Cette crise de la citoyenneté est palpable. Tous les débats actuels sur le « pacte républicain », la « refondation de la République », la « laïcité », etc. sont l’expression de cette crise avec tous ses relents xénophobes, racistes et islamophobes. Mais, elle se produit à un moment précis : celui de la crise économique mondiale. La cause profonde de cette crise est la mainmise totale par la grande finance internationale et cosmopolite sur l’économie réelle qui, livrée à la spéculation, court ainsi à sa perte. Cette crise n’empêche pas, malgré tout, les pays émergents de continuer leur chemin. La conséquence pour un pays comme la France est claire : délocalisation, chômage, déficit public avec un appauvrissement de la population. Il n’y a plus les surprofits coloniaux d’autrefois qui permettaient de saupoudrer de quelques miettes la misère populaire en France. Les fameux acquis sociaux de la Libération (1945) sont aussi le reflet d’un rapport de force Nord /Sud de l’époque. La générosité de la République n’a pas traversé la Méditerranée et les populations maghrébines et africaines (colonisées) s’en sont trouvées exclues. Nous remarquons que dans les débats de l’époque et même d’aujourd’hui, cet aspect des acquis sociaux de la Libération n’est jamais évoqué. Aujourd’hui, la crise et la résistance des pays émergents obligent le gouvernement français à s’attaquer frontalement à ces acquis sociaux. La récente réforme du départ en retraite – en réalité, une régression – le montre bien. La pauvreté, le chômage, la précarité, tel est l’avenir pour le plus grand nombre.

Les plus touchés sont souvent ces Français d’origine maghrébine ou africaine. Ils sont victimes et marginalisés deux fois : comme le reste de la population à cause de la crise, et une deuxième fois par leur origine ethnique. L’idée saugrenue parce qu’irréalisable de présenter des CV anonymes (que fait-on le jour de l’entretien ?) montre bien la réalité de cette discrimination.

Pour résumer, la crise économique frappe la France dont le déficit croissant empêche toute marge de manœuvre : impossibilité de continuer à maintenir les fameux acquis sociaux pour la population française, et incapacité d’intégrer ces Français issus de la colonisation. Ce basculement du monde qui laisse l’Europe et la France en retrait, pose la question de la citoyenneté. Ici, pèsent de tout leur poids la mentalité et l’héritage coloniaux. Tous les a priori, souvent dissimulés par des non-dits au temps de « la splendeur économique » de notre pays, apparaissent au grand jour. C’est le discours de stigmatisation et la désignation d’un bouc-émissaire qui, dans le contexte international actuel, est toujours assimilé au Musulman et à l’Islam. Cette stigmatisation du Musulman va d’ailleurs tout à fait dans le sens des intérêts du sionisme, dont on connaît le rôle et l’influence dans le système bancaire international, dans la classe politique et dans les médias.

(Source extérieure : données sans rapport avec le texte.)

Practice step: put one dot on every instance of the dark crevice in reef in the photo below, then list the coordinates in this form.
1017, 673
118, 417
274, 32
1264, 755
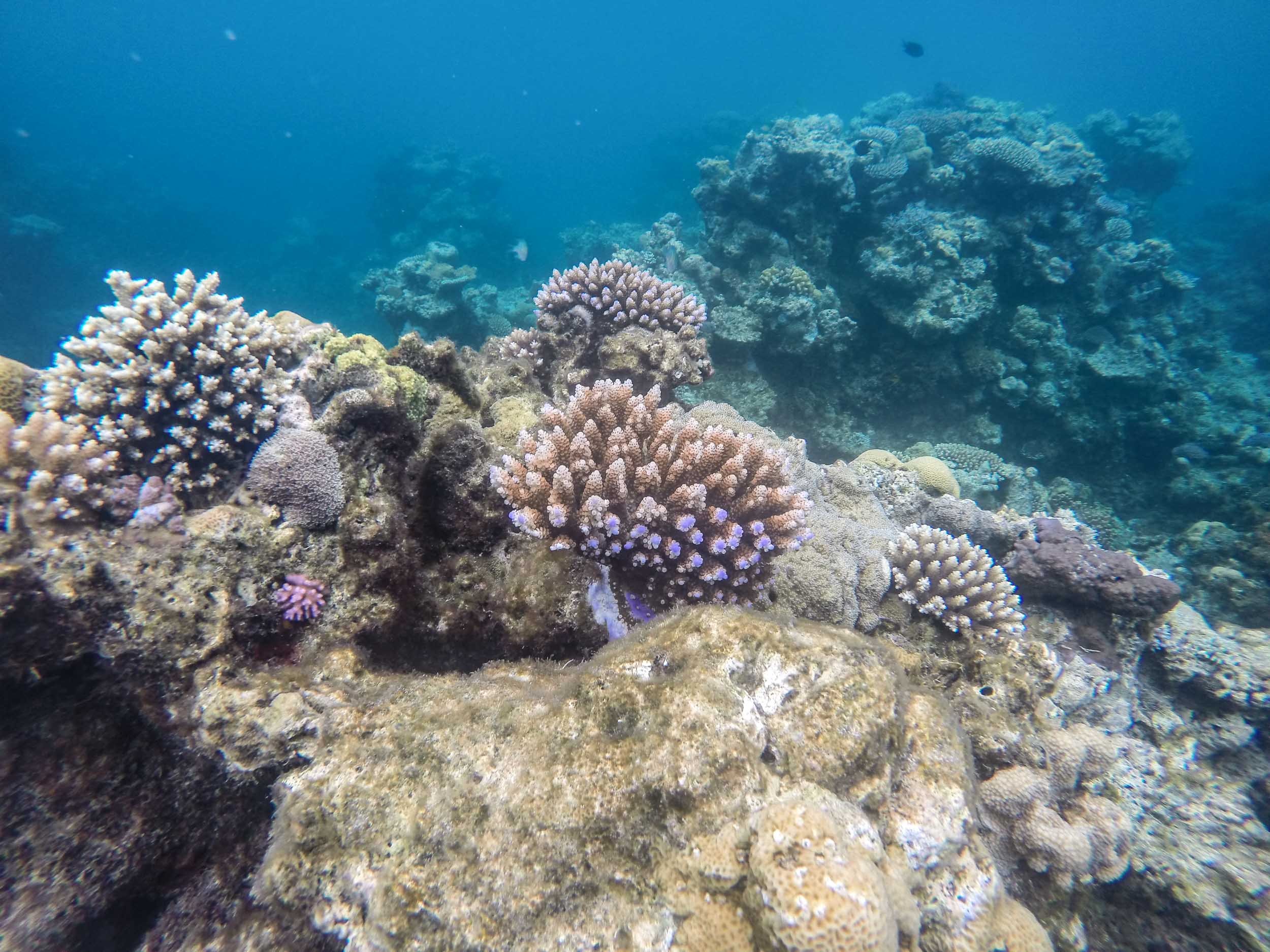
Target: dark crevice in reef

Il y a une difficulté à redéfinir une citoyenneté française qui puisse être partagée par tous. Cette difficulté est, en grande partie, la conséquence d’une mentalité post-coloniale soigneusement entretenue. On l’a vu récemment en France. Alors que les tensions communautaires ou xénophobes étaient stabilisées, voire parfois apaisées, depuis les émeutes urbaines de 2005 (sans que des solutions concrètes aient été apportées), c’est du sommet l’Etat (Nicolas Sarkozy) via le ministre de l’Immigration, de l’Intégration, de l’Identité nationale et du Développement solidaire (Eric Besson) qu’est venu le fameux débat sur l' « identité nationale », facteur de divisions, cherchant à opposer des Français entre eux. A moins de penser, comme certains actuellement au pouvoir, qu’il y a des Français de plusieurs catégories (cf. la déchéance de la nationalité française pour les naturalisés depuis moins de 10 ans !).

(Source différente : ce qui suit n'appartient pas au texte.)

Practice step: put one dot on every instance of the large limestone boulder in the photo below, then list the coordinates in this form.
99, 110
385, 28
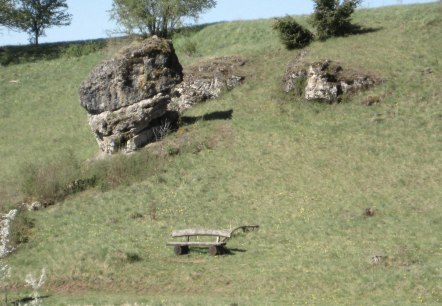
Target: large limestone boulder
207, 80
128, 95
324, 80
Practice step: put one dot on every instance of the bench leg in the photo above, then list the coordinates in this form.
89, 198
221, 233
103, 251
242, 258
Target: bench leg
181, 249
216, 250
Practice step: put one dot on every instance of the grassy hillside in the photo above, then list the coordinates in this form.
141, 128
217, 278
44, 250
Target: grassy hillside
305, 172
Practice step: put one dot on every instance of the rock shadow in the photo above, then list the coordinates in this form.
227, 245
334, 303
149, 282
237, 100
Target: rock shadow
356, 29
218, 115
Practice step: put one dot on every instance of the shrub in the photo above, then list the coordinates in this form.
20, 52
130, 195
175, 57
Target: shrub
292, 34
46, 181
333, 17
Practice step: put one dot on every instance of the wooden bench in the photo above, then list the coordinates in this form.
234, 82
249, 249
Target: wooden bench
216, 247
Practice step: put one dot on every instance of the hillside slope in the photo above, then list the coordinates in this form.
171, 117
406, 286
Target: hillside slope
305, 172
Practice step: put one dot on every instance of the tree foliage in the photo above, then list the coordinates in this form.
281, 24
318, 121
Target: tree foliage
6, 13
157, 17
291, 33
34, 16
333, 17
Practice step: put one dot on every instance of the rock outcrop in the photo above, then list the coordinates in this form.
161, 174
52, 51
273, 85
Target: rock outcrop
207, 80
126, 96
324, 80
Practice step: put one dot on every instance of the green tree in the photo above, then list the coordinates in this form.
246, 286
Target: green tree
6, 13
157, 17
333, 17
291, 33
35, 16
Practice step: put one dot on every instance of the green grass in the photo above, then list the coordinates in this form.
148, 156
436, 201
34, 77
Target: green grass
305, 172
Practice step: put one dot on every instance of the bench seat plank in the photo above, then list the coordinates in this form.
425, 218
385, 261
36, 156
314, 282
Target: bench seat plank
195, 243
201, 232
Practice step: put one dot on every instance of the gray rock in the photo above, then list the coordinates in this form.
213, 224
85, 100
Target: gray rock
126, 94
207, 80
324, 80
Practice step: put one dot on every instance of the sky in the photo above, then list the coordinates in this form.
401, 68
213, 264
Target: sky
91, 18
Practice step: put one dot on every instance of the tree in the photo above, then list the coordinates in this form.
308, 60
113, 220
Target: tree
291, 33
333, 17
157, 17
35, 16
6, 13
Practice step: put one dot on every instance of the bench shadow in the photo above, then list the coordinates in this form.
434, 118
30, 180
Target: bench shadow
233, 251
218, 115
227, 251
28, 299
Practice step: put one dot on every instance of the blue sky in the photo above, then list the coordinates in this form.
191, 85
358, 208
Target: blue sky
91, 17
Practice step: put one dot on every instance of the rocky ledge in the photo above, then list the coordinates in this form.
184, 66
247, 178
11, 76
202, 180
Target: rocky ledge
127, 96
207, 80
324, 80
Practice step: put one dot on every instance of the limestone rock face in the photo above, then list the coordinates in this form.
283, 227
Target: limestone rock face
125, 96
324, 80
207, 80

La crise économique va continuer et les problèmes continueront de s’aggraver. L’intégration de ces Français descendant d’anciens colonisés va continuer à être le problème majeur de la société française. Jusqu’à quand va durer l’exclusion pour ces Français ? Jusqu’à quand le supporteront-ils ? En un mot, la question est posée : que faire avec nos ex-colonisés ? C’est tout l’enjeu des débats actuels que la langue de bois politique appelle « refondation de la République », « citoyenneté » et « laïcité ».